Friday, September 3, 2010

Mesrine: Public Enemy #1 (***1/4)

Picking up about where Mesrine: Killer Instinct left off, this is nonetheless a different film than its predecessor. You don’t particularly need to have seen part one to make sense of part two, and in fact there is hardly any character overlap, save Jacques Mesrine (Vincent Cassel) himself. Here Mesrine is no longer the angry young man. He is older and has settled into a career, albeit as a bank robber only dabbling in other crimes. He is still capable of violence but it seems more measured. He reserves most of his hatred for the police and those running France’s maximum-security prisons. He believes himself to have a credo, to be a man of his word even as he publishes an exaggerated memoir aimed at increasing his fame and notoriety.

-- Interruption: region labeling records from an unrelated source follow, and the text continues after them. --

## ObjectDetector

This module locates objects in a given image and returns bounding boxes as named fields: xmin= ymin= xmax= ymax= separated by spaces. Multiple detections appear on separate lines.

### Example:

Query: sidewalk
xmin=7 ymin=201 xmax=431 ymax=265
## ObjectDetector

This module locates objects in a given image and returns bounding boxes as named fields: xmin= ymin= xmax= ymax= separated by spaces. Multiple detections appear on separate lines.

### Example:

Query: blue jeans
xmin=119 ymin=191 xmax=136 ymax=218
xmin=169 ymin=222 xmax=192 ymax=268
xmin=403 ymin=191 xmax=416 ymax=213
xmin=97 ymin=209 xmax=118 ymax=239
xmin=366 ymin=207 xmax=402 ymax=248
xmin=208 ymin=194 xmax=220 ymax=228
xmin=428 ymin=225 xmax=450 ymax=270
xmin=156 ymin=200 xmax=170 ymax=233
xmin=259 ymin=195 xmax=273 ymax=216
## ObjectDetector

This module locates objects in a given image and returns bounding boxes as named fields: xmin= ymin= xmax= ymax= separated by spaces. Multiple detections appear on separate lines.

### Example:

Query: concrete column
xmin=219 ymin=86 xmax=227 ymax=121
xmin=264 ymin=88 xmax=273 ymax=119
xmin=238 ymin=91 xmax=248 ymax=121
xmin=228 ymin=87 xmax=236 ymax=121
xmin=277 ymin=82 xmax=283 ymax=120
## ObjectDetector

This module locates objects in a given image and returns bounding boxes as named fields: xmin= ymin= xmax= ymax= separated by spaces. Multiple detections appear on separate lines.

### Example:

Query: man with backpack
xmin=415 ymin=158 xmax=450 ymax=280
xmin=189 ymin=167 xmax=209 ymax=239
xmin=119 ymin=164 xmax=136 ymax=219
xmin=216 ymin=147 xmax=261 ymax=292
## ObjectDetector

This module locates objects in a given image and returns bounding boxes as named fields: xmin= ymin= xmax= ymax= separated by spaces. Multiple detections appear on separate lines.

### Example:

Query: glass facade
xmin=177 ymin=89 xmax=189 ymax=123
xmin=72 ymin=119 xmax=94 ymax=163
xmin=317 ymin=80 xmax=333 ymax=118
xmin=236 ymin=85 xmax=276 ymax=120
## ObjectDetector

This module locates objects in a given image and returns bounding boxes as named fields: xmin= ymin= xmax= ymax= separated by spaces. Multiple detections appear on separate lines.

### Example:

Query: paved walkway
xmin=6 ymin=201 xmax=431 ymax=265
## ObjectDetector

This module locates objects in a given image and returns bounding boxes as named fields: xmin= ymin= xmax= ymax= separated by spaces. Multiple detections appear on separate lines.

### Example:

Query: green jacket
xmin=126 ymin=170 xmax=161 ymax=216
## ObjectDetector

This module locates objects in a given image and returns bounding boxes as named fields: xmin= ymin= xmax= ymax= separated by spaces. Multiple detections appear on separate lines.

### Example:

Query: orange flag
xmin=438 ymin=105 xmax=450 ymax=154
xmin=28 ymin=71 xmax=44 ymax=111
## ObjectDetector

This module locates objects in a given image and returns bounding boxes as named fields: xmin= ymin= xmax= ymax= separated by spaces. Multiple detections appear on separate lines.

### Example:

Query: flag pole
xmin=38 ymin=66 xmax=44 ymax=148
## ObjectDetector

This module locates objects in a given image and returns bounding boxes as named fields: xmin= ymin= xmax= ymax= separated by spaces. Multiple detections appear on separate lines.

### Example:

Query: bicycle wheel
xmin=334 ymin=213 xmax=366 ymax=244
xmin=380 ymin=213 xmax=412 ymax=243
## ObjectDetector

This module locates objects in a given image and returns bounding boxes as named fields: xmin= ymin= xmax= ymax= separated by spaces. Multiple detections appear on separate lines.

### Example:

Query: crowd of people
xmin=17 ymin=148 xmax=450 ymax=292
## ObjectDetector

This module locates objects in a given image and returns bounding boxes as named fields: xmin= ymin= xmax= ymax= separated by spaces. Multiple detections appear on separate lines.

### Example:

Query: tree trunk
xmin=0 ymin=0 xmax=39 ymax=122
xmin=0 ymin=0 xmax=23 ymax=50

Lacking some of the vitality of Killer Instinct, this installment is nearly a character study, though its prison-escape sequence bests the one in the first film, and there are multiple shootouts. Here his penchant for disguises is more prominent. Like the first film, this one starts off with his death in 1979. Since it begins in 1973, it doesn’t skip ahead in time as much. It’s still episodic, but less so. Unlike the first film, this ends where it begins, with the police killing Mesrine. We now see this, for the first time, from the viewpoint of the police, a clever reminder that, to them, this was no master criminal, no gentleman bandit, but a thug they were determined to take down.